Understading this perfect forwarding example

Question

I came across the following example while attempting to understand what std::forward does

// forward example
#include <utility>      // std::forward
#include <iostream>     // std::cout

// function with lvalue and rvalue reference overloads:
void overloaded (const int& x) {std::cout << "[lvalue]";}
void overloaded (int&& x) {std::cout << "[rvalue]";}

// function template taking rvalue reference to deduced type:
template <class T> void fn (T&& x) {
  overloaded (x);                   // always an lvalue
  overloaded (std::forward<T>(x));  // rvalue if argument is rvalue
}

int main () {

  std::cout << "calling fn with rvalue: ";
  fn (0);
  std::cout << '\n';

  return 0;
}

The output of the program is

calling fn with rvalue: [lvalue][rvalue]

Now my question is how did we get lvalue first ? Here is my line of thought in our main I called fn(0); Now 0 is rvalue.

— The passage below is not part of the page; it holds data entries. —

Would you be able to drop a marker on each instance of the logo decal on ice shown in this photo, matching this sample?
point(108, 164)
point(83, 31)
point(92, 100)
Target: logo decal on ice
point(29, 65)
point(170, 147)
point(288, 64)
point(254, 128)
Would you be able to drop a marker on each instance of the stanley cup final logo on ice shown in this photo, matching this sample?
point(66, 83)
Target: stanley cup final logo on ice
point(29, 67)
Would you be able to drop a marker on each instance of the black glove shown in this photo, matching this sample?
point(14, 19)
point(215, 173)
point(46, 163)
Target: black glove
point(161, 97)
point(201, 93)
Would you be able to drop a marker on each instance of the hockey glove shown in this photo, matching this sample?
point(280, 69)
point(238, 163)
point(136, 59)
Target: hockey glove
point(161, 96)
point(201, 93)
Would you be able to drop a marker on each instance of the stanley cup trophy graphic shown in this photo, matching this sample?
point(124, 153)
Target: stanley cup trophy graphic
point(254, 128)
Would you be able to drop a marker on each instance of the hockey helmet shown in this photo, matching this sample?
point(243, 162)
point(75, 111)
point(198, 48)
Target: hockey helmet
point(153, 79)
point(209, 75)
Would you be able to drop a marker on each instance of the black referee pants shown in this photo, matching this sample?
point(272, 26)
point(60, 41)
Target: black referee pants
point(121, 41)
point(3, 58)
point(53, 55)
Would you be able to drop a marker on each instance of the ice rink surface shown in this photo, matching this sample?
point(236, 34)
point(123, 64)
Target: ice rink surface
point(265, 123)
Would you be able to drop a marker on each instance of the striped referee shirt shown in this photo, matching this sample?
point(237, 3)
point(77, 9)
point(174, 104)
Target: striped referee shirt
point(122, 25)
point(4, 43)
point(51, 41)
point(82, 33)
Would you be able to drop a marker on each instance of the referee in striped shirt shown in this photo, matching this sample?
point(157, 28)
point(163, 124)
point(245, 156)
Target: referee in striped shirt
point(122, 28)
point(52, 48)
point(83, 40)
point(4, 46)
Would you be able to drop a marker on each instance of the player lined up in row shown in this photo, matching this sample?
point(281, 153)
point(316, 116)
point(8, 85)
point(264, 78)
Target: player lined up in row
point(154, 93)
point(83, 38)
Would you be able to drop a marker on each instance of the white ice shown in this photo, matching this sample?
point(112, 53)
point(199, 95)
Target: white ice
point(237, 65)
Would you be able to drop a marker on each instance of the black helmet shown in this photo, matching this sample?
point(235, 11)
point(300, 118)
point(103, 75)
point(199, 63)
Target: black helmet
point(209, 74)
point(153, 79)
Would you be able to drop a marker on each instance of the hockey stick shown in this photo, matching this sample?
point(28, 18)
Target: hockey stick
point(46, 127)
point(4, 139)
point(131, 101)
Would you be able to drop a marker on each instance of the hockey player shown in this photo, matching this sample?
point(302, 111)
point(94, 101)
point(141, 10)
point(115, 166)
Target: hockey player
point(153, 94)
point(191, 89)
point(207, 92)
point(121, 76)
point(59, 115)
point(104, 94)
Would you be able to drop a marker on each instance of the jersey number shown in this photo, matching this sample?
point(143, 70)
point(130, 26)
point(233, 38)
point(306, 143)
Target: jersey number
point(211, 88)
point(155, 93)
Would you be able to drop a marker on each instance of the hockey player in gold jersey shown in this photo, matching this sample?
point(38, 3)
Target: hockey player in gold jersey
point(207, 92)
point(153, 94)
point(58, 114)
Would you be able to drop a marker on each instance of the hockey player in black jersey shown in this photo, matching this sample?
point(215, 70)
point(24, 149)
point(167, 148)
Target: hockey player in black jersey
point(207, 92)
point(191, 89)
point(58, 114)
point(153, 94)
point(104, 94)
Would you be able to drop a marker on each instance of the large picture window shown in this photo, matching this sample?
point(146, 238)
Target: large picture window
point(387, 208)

So the universal reference x is deduced to the following

void fn (int&& && x);

Now according to reference collapsing we would get

void fn (int&& x);

Thus making x behave like an rvalue.So if x is passed then rvalue overloaded method should be called. However it seems the other overloaded lvalue reference function is called. I would appreciate it if someone could clarify this

Answer 1

A named variable is NEVER an rvalue. It is invariably an lvalue. Rvalues are only pure expressions which don't have names.

int && i = int(0);

Here the expression int(0) is an rvalue, but the variable i itself is an lvalue, declared to be binding to an rvalue.